The villages in Laos were once quiet. Lemon trees, garden beds and yard tools. This was home.
“They were peaceful here until they got involved in the war,” said Jason Rutz, La Crosse School District 4th grader.
So begins the story of the Hmong people.
Who were forced from their homes and into the jungles of Laos.
They ran from communist soldiers from North Vietnam who were angry with the Hmong for helping American Soldiers during the Vietnam war.
“It was a really harsh time,” said Rutz.
The reality of the difficulties Laotian natives faced in the 1960s and 70s is being taught through an interactive learning experience called the Hmong Education Project.
“I was born in Laos,” said Tony Yang, Hmong Education Project advisory committee member.
Yang is one of the project's facilitators. The project is designed to give 4th grade students in the La Crosse School District a learning experience outside of a textbook.
“The opportunity for students to actually step into an environment and to become... actually step into role... that it really feeds the mind and the heart in understanding the dilemmas that different people have faced in their lives,” said Wendy Mattison, dramatic residency artist for the La Crosse School District.
The project is made up of four learning stations and was developed, in part, through authentic stories from the Hmong elders and Hmong children like Tony.

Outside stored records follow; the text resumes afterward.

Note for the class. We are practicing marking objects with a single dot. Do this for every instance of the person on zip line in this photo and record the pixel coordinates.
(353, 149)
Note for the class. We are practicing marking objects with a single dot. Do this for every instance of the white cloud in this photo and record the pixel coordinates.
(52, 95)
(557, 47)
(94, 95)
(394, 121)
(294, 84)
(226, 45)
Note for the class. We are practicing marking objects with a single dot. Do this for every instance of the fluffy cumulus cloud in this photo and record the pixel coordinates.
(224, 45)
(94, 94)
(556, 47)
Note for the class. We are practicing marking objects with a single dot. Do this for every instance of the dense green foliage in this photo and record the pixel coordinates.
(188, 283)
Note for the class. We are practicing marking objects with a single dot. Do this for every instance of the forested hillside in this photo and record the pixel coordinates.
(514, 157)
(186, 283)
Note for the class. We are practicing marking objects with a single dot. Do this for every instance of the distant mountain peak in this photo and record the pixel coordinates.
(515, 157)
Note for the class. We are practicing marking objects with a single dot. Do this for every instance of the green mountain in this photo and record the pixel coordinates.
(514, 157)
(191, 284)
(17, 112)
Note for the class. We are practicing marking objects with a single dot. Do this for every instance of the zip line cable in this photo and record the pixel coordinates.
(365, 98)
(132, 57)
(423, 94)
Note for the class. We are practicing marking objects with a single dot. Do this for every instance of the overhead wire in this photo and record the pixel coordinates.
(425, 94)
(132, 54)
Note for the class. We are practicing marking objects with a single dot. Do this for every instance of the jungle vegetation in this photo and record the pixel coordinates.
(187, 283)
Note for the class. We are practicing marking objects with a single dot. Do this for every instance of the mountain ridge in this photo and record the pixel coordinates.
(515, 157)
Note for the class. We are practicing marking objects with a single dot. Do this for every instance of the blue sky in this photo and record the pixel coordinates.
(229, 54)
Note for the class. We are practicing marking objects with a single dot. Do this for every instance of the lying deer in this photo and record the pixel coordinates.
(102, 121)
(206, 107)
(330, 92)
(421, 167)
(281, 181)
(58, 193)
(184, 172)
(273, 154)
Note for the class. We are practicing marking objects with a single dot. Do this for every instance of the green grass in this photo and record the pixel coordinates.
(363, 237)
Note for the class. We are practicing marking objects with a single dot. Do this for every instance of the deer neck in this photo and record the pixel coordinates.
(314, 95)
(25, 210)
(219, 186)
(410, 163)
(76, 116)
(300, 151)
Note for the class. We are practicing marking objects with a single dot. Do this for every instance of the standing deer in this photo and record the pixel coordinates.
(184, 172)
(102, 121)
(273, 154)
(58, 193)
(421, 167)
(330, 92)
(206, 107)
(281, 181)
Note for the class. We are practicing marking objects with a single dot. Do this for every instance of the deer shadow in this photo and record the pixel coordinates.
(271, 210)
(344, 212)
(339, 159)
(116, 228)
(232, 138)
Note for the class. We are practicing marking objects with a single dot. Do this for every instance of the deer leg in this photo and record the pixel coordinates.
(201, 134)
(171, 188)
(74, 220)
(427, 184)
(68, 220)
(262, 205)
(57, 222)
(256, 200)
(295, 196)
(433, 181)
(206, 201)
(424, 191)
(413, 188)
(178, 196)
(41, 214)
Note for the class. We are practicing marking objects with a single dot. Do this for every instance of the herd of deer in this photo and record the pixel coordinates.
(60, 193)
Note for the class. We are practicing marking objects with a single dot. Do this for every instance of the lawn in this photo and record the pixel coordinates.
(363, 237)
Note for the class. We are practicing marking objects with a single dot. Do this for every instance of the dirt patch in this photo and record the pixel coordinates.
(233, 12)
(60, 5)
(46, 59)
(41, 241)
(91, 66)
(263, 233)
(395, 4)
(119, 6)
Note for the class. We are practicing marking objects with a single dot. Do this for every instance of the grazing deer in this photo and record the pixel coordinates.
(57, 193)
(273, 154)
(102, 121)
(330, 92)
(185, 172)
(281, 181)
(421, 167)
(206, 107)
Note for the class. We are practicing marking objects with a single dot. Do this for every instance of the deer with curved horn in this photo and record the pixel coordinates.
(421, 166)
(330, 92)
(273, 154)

“Many Hmong people, for their own safety, they had to move their family to the jungle,” said Yang.
At the age of 6, that is what Tony's family did.
And when they escaped the jungle, the Hmong families had to cross the Mekong River to reach the refugee camps in Thailand.
“I lived there for 8 years,” said Yang. “So, I experienced everything in the refugee camp.”
Families lived in tight quarters, and you couldn't leave the camp.
“You're not living in there,” said Yang. “You're basically trying to survive in the camp.”
“A lot of people get sick, especially kids and children.”
These facts were eye opening for the students who could not have imagined what that would have been like.
“It's just too horrible for me to think about,” said Rutz.
“They had to live there for many, many years before they can register with the United Nations to come to America,” said Yang.
“Students come out of these experiences with more questions,” said Mattison. “And they also have empathy for experiences that people in our community today have experienced. And we have found that to be the heart and soul of this work.”
And where there is empathy, there is peace… much like the Hmong once had in the villages of Laos.